May 1st, 2007 | 5 min read

By Keith E. Buhler

Perhaps it is a confession of vanity, but when I was in my teenage years, I hated zits. I was perhaps no more pimply than the other folks at my high school, but it was enough! I hated the deleterious effect zits had on my appearance. My already tenuous ability to attract any sort of attention from the fairer sex left me resentful of anything that, in my mind, might set me even further back, especially in the area of physical attractiveness. I reacted to these and other physical imperfections by disliking the body that God gave me, and by envying the beautiful physical appearance of my friends and classmates.
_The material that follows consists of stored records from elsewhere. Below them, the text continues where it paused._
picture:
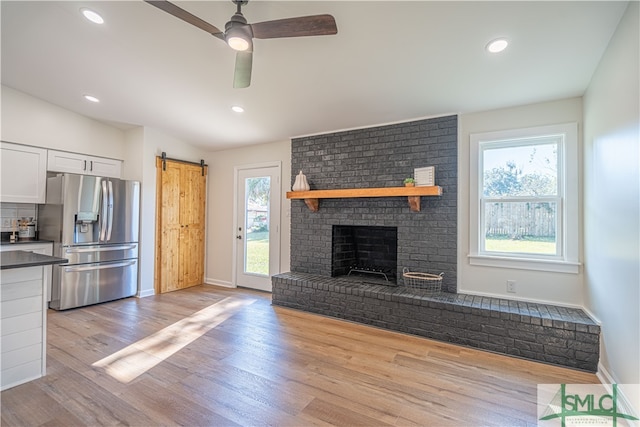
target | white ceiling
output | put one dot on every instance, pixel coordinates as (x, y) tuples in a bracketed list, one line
[(390, 61)]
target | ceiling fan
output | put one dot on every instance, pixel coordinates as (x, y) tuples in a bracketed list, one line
[(239, 35)]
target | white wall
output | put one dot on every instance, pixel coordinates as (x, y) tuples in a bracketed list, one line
[(557, 288), (32, 121), (220, 232), (612, 199)]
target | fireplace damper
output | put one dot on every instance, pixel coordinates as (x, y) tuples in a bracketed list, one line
[(370, 251)]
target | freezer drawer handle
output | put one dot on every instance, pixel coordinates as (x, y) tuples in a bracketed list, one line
[(100, 249), (89, 267)]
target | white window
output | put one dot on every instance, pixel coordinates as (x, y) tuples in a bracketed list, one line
[(524, 199)]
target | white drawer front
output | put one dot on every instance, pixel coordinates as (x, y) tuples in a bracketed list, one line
[(16, 275), (15, 291), (21, 306), (21, 323), (23, 339), (21, 374), (11, 359)]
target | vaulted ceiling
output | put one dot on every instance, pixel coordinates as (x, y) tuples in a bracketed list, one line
[(390, 61)]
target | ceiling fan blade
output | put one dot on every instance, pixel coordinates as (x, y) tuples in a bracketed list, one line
[(180, 13), (242, 76), (315, 25)]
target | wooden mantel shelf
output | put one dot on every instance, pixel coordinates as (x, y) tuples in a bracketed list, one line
[(312, 197)]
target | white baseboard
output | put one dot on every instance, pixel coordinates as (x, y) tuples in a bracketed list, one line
[(216, 282), (624, 401)]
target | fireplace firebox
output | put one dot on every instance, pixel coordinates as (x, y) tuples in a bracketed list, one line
[(369, 251)]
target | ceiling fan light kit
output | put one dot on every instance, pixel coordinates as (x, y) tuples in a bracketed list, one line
[(239, 34)]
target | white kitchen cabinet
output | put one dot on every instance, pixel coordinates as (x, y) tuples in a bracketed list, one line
[(62, 161), (23, 173), (42, 247), (23, 310)]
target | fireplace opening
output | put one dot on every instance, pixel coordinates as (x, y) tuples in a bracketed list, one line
[(369, 251)]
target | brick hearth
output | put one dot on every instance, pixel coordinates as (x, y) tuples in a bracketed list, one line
[(545, 333)]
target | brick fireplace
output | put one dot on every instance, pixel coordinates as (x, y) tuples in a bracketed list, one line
[(379, 157), (423, 241), (365, 251)]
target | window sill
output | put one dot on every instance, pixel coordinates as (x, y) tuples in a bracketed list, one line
[(525, 263)]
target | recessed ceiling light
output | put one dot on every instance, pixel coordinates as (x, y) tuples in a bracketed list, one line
[(92, 16), (497, 45)]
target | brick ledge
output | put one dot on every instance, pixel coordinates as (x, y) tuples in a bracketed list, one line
[(557, 335)]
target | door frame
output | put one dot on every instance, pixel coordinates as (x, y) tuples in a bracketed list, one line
[(278, 220)]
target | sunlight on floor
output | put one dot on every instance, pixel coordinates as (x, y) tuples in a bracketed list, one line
[(137, 358)]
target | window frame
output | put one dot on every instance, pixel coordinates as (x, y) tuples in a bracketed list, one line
[(567, 210)]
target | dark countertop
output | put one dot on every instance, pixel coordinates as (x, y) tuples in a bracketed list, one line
[(21, 259), (23, 242)]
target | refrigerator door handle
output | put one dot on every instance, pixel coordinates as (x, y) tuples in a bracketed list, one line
[(103, 225), (99, 249), (88, 267), (110, 219)]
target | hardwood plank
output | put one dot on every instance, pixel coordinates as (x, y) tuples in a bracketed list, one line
[(262, 365)]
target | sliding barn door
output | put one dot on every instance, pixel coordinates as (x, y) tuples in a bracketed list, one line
[(181, 196)]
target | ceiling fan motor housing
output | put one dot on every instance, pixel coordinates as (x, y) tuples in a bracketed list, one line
[(238, 28)]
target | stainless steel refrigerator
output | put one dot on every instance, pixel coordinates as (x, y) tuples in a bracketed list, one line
[(94, 223)]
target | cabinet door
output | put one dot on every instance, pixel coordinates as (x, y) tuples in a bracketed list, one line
[(101, 166), (61, 161), (23, 173)]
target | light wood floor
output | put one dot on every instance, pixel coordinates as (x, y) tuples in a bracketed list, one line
[(209, 356)]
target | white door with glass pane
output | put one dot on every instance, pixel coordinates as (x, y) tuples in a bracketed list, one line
[(257, 229)]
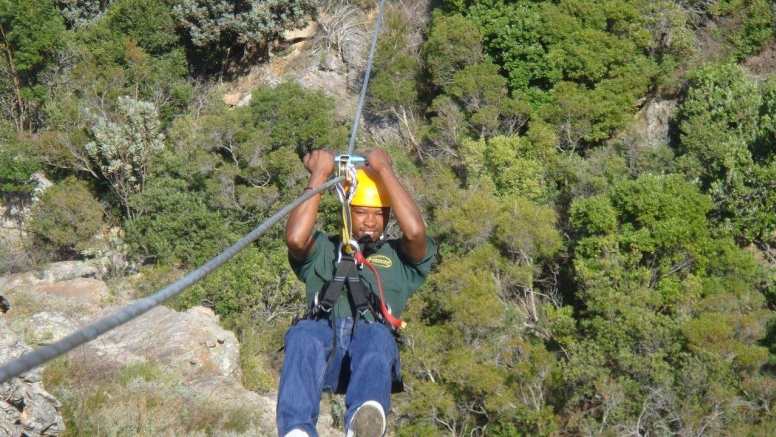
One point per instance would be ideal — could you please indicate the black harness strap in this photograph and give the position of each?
(347, 271)
(363, 299)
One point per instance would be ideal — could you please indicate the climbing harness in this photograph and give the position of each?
(350, 260)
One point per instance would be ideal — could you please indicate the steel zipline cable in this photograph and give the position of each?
(362, 97)
(46, 353)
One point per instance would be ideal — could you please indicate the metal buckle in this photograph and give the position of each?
(353, 245)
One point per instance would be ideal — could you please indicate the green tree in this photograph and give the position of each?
(122, 150)
(176, 226)
(18, 162)
(726, 127)
(228, 25)
(656, 315)
(32, 32)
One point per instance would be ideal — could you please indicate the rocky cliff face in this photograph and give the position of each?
(26, 408)
(191, 346)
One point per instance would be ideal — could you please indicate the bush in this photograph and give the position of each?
(66, 218)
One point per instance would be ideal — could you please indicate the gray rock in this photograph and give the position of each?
(26, 408)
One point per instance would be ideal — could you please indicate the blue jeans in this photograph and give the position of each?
(362, 368)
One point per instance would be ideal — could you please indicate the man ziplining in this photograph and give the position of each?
(346, 343)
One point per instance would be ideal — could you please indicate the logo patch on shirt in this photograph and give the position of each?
(380, 261)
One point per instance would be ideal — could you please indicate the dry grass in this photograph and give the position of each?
(142, 399)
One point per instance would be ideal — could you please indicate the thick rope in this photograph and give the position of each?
(44, 354)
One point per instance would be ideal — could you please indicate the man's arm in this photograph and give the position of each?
(300, 223)
(413, 242)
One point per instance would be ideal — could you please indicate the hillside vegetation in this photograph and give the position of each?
(597, 274)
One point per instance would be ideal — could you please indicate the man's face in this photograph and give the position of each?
(367, 220)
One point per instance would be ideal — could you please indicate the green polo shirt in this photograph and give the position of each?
(400, 277)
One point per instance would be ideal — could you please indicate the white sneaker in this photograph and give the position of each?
(369, 421)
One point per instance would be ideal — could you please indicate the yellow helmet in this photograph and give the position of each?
(370, 190)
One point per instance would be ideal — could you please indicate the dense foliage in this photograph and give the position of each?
(598, 273)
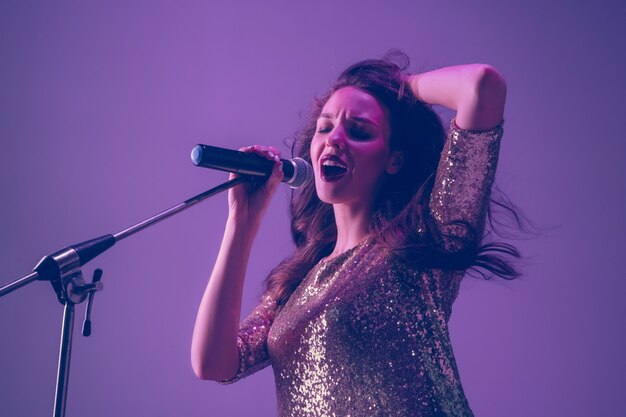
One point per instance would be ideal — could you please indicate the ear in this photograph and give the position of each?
(396, 159)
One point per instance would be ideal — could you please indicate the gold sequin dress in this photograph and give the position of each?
(365, 335)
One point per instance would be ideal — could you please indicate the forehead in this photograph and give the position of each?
(354, 103)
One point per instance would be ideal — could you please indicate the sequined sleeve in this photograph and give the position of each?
(252, 339)
(465, 174)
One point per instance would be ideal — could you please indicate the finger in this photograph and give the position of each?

I remember when my older brother turned 22 or 23, he mentioned that his skin had cleared up; he no longer got zits. For whatever reason, the body and its chemical make-up had adjusted to post-puberty, and facial acne became not a problem. As the younger brother, I heard this with great hope and expectation!

I am twenty-four now, and my succeptibility to those nasty little red visitors on my face and skin have long since passed away. I do not remember when they stopped, they just did. Whether their absence has had any effect on my physical appearance I am not one to say, and perhaps I do not want to know! It reminds me of the story of the young basketball player who blamed his limited athletic ability on not having Air Jordan shoes. Someone offered to by him a pair and he said No, “because if with Air Jordons I am still no good at basketball, I won’t have an excuse!”

However, this relatively minor youthful complaint that I had for the better portion of my high school and college years was resolved without my notice. It makes me wonder: How many small (and not-so-small) answers to prayer, how many valuable gifts, and resolutions of long-held tension, have also been given to me without my commemorating, let alone noticing, them? Worse, how many such small blessings have come to me in response to which I have merely responded with an entitled feeling of, “Finally.” “Glad that’s over.” “It’s about time.”

Gratitude is a great Christian virtue. The opposite of envy, it is one of Paul’s fruits of the spirit (contentment, joy, etc.), and it is the subject of high praise in our Lord’s parable about the ten lepers, only one of whom returns to thank Jesus for the gift of healing. We can learn from this parable, among other things, that being grateful to God for his gifts is a matter of at least some intentionality. It is a decision we make, either to commit acts of gratitude or to omit them. It is a skill that can be practiced and learned, or, left fallow to grow stale and atrophy.